Meaning of “As Pure as the Driven Snow”
The phrase “as pure as the driven snow” means a person who is morally pure, innocent and innocent. During a snowstorm, the snow blows and never settles. Hence its called ‘driven snow’ as no one walked on it and it is pure. Hence, this phrase is commonly used to compare people who are good at heart. You may also compare a few objects using the phrase to describe its whiteness or purity.
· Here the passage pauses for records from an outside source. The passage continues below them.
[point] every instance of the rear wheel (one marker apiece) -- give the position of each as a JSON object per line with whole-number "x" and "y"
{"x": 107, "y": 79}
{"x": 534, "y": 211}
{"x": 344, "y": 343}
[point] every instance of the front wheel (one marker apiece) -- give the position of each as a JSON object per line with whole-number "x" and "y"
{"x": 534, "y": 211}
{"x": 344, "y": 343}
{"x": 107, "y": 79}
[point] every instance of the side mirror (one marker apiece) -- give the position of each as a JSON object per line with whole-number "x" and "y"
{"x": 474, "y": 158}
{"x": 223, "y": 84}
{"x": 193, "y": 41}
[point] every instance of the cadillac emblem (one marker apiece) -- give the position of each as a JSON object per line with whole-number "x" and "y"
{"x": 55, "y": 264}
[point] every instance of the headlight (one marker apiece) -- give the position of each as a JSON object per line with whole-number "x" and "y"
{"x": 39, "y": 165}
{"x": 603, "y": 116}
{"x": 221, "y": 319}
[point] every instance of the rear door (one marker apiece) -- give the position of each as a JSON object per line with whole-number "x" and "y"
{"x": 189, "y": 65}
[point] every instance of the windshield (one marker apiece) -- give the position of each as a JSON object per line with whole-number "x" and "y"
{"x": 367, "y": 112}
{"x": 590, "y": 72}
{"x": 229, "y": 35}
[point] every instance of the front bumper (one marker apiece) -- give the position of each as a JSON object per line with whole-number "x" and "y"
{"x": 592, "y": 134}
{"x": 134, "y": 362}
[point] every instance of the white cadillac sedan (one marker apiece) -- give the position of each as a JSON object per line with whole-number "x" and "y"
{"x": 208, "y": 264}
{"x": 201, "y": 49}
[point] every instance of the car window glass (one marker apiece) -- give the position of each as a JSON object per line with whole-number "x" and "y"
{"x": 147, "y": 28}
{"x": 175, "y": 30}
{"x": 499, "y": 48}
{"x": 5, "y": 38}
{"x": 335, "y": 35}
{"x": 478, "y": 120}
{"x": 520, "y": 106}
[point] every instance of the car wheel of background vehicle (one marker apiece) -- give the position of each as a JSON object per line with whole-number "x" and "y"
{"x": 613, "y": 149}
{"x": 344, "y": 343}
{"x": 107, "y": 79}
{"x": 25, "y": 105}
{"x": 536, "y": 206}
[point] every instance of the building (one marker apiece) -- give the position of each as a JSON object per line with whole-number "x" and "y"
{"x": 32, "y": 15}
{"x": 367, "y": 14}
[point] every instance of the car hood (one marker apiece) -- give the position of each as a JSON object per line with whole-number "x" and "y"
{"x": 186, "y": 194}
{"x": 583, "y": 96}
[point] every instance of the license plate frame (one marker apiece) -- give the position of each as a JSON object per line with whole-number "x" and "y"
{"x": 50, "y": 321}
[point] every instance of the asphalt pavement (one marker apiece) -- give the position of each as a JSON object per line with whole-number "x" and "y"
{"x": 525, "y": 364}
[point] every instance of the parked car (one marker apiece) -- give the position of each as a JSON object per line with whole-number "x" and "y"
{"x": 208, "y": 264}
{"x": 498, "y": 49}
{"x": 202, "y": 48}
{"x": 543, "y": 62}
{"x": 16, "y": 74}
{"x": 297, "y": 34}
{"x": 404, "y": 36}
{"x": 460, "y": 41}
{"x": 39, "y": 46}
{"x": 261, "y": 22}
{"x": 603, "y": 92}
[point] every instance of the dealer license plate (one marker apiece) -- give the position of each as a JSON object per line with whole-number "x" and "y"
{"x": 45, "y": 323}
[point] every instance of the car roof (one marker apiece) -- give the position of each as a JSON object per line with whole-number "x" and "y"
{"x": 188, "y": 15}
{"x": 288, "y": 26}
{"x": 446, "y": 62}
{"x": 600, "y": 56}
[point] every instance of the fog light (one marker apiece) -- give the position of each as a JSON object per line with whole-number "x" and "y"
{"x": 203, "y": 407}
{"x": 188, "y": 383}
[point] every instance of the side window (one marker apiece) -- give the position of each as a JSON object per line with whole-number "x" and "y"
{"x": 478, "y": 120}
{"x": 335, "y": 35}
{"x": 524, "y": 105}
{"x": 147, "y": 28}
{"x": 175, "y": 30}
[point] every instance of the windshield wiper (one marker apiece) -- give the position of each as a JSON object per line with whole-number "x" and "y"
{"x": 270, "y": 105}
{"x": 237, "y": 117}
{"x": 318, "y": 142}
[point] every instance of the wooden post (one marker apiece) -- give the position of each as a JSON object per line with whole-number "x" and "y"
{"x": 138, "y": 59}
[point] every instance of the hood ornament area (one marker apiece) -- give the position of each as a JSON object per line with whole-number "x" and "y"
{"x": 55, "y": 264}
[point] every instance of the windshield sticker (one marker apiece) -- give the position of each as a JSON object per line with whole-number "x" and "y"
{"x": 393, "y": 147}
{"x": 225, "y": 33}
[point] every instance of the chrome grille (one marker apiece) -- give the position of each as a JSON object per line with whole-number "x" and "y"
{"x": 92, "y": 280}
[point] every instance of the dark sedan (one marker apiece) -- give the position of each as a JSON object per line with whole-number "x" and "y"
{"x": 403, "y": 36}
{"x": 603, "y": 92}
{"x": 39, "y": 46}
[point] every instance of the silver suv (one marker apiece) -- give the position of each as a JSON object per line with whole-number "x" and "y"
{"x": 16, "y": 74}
Origin of “As Pure as the Driven Snow”
The phrase “as pure as the driven snow” seems to have been used by William Shakespeare for the first time in his play, The Winter’s Tale, where Autolycus used it as “Lawn as white as driven snow” and in Macbeth where Malcolm has used it referring to Macbeth that he “will seem as pure as snow.” Since then, it has become quite popular and is in constant use in literature.
Examples in Literature
Hamlet by William Shakespeare
Hamlet: “If thou dost marry, I’ll give thee this plague for thy dowry: be thou as chaste as ice, as pure as snow, thou shalt not escape calumny. Get thee to a nunnery, go; farewell. Or, if thou wilt needs marry, marry a fool; for wise men know well enough what monsters you make of them. To a nunnery, go; and quickly too. Farewell.” (Act III, Scene 1)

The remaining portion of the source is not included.